Part of the Deep Dive: AI Webinar Series
This presentation will delve into the legal perspectives surrounding the upcoming EU AI Act, with a specific focus on the role of open source, non-profit, and academic research and development in the AI ecosystem. The session will cover crucial topics such as defining open data and AI/ML systems, copyrightability of AI outputs, control over code and data, data privacy, and fostering fair competition while encouraging open innovation. Drawing from existing and upcoming AI regulations globally, we will present recommendations to facilitate the growth of an open ecosystem while safeguarding ethical and accountable AI practices. Join this session for an insightful exploration of the legal landscape shaping the future of open source.
What You Will Learn in the Presentation:
The key problems faced by open source projects under the draft EU AI Act.
The significance of clear definitions and exemptions for open source AI components.
The need for effective coordination and governance to support open source development.
The challenges in implementing the R&D exception for open source AI.

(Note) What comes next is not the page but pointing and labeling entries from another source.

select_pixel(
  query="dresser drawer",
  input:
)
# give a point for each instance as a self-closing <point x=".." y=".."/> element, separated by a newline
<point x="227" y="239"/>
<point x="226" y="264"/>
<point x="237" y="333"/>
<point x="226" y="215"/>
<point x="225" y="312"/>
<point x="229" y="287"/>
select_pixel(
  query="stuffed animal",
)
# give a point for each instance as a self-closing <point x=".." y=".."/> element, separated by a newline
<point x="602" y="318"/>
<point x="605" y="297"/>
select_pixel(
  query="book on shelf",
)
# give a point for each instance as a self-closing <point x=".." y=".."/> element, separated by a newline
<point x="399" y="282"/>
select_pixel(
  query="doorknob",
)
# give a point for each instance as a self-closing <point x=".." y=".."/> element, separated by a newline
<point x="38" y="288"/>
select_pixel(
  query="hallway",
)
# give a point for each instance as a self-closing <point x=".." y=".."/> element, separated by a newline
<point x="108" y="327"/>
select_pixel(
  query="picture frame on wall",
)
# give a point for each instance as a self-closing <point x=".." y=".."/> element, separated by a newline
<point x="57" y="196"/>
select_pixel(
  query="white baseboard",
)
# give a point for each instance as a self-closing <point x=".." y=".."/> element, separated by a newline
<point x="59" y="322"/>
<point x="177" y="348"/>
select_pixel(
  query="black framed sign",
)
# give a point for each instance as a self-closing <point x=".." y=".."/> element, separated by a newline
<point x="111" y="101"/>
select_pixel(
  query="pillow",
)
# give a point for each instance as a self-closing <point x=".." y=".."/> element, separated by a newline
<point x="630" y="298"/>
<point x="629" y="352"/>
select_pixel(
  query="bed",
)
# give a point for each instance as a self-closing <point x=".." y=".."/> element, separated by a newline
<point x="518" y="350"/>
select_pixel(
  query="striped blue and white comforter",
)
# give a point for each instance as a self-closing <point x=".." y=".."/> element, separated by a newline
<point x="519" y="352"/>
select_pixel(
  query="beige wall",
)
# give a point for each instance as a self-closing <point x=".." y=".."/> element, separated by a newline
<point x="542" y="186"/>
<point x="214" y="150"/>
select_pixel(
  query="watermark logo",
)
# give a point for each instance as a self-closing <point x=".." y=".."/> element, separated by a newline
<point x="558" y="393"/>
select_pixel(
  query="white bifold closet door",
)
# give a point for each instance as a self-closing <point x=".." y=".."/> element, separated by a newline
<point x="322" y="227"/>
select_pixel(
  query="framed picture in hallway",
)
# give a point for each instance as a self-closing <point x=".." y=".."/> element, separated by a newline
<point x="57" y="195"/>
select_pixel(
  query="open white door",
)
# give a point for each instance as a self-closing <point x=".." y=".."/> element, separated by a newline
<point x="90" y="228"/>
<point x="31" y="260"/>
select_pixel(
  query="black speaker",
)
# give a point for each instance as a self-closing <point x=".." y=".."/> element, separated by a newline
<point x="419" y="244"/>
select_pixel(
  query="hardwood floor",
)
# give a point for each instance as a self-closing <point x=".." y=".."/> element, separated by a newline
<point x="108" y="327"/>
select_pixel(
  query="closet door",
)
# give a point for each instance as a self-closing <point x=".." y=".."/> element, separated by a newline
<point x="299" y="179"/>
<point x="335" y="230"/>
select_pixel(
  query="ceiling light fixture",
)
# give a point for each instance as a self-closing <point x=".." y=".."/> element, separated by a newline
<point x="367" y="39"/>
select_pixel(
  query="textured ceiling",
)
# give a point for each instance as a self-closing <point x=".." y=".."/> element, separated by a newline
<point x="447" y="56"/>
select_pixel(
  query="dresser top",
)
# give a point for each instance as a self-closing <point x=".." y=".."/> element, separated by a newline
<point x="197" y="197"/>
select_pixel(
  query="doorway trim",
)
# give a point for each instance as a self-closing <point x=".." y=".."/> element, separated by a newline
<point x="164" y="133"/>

The importance of proportional requirements for “foundation models” to encourage open source innovation and competition.
Recommendation to address the concerns of open source platform providers and ensure an open and thriving AI ecosystem under the AI Act.
In this webinar hosted by the Open Source Initiative as a part of the “Deep Dive: Defining Open Source AI” series, Katharina Koerner, from the Tech Diplomacy Network, discusses the implications of the upcoming EU AI Act for the open source ecosystem. She highlights the significance of open source in the EU and the various initiatives supporting it, emphasizing that the EU is committed to open source as a driver of innovation and accessibility. Katharina provides an overview of the draft EU AI Act, which categorizes AI systems based on risk levels and outlined the scope of the Act, including its application to providers, deployers, importers, and distributors. She also discusses exceptions for open source, emphasizing that collaborative development and open repositories are not considered making AI systems available on the market unless they turn commercial. Furthermore, she explains the unique challenges and requirements related to foundation models within the AI Act, underscoring the need for compliance, transparency, and responsible practices in the open source AI community to prepare for the impending regulations.